An after-school special scripted by Flannery O'Connor? But there are further twists. The imaginary friend, Luther, is the narrator. Is he somehow more real than imaginary, more tempter than friend? When we read of him "walking up and down in the hallway," are we to think of the Adversary in the Book of Job, "going to and fro in the earth, and walking up and down in it"? When Luther says of the deaths of Loren's other imaginary, "I alone had escaped to tell the story," are we again being clued to think of Job? Or when Luther makes a kind of bet with Avery over which of them Loren will ultimately turn to in his abandonment? Or when it turns out Loren suffers from... boils?
Yes, the Biblical Book of Job haunts the novel, Loren in Job's role, Avery in God's, Luther in Satan's, the relatives, who think they understand both Loren and Avery but actually understand neither, in the role of Job's "comforters."

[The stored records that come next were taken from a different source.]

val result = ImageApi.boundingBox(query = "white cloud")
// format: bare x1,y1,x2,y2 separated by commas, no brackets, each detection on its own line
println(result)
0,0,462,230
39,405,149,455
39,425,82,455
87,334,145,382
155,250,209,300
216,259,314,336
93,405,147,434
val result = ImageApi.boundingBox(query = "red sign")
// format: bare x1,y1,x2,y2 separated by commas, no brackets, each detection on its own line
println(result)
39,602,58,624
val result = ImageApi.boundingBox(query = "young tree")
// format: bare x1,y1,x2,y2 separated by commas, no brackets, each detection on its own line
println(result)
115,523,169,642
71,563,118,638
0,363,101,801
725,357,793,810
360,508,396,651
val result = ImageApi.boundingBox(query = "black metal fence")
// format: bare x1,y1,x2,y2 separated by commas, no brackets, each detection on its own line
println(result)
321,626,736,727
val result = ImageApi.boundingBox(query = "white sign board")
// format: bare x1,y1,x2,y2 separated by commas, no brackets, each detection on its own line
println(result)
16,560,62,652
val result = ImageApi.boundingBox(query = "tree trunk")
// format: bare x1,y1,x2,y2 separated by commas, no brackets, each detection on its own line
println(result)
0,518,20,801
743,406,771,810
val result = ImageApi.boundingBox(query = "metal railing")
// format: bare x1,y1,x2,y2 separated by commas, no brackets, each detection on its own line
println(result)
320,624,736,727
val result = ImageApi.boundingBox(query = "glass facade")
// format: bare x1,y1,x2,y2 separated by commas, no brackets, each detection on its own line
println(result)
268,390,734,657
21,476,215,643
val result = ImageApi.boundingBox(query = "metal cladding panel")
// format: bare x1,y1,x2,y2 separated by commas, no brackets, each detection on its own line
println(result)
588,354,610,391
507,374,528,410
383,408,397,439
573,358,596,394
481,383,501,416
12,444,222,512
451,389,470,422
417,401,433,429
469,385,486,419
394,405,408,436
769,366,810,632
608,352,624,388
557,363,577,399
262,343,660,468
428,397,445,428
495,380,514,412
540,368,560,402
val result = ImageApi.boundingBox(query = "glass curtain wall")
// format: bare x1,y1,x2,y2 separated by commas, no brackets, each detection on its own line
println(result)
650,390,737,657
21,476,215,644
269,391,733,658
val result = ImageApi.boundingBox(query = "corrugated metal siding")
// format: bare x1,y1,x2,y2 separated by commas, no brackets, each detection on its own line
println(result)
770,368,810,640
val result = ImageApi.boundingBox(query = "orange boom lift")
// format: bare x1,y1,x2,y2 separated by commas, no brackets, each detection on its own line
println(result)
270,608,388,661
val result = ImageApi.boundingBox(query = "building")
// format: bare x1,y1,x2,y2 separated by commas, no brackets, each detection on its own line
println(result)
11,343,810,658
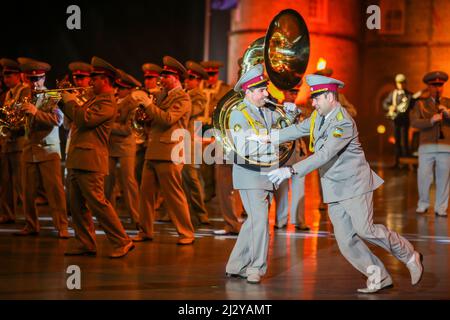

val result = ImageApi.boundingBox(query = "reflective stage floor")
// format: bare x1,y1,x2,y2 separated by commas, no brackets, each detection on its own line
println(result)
0,162,450,300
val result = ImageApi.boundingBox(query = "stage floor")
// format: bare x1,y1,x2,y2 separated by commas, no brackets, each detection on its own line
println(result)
0,162,450,300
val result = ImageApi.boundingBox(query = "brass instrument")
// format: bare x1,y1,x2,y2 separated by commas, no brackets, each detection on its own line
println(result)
386,96,410,120
213,9,310,171
0,98,28,137
131,88,156,136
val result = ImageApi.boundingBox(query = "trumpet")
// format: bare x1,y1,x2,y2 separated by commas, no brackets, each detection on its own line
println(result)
33,87,92,94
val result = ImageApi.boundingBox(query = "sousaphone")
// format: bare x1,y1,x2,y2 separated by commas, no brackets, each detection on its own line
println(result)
213,9,310,171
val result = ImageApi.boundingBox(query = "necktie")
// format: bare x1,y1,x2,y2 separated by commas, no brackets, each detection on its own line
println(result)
258,108,267,128
435,96,445,140
319,117,325,131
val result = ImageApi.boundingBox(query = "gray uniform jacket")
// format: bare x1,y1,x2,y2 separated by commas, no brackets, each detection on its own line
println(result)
271,105,383,203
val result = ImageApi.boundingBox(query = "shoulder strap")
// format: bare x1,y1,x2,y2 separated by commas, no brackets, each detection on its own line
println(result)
309,110,317,152
237,103,259,134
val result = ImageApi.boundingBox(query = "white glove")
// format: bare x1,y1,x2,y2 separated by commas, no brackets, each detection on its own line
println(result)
283,102,300,114
245,134,270,143
61,91,78,103
131,90,153,107
267,167,292,186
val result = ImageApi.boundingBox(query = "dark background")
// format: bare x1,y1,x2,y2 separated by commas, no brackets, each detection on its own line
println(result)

The great thing about McManus's novel, though, is that this key opens things up without closing anything down. The Job parallel gives the book a spine, but it's the novel's limbs that enchant. An afternoon at the pond with step-cousin Eli, a visit to Papaw on the roof of the barn, an interview with the school principal, unscrolling like a dream (there are no chapters or other divisions in the 195-page book) as Loren navigates through and eventually masters his inexplicable abandonment.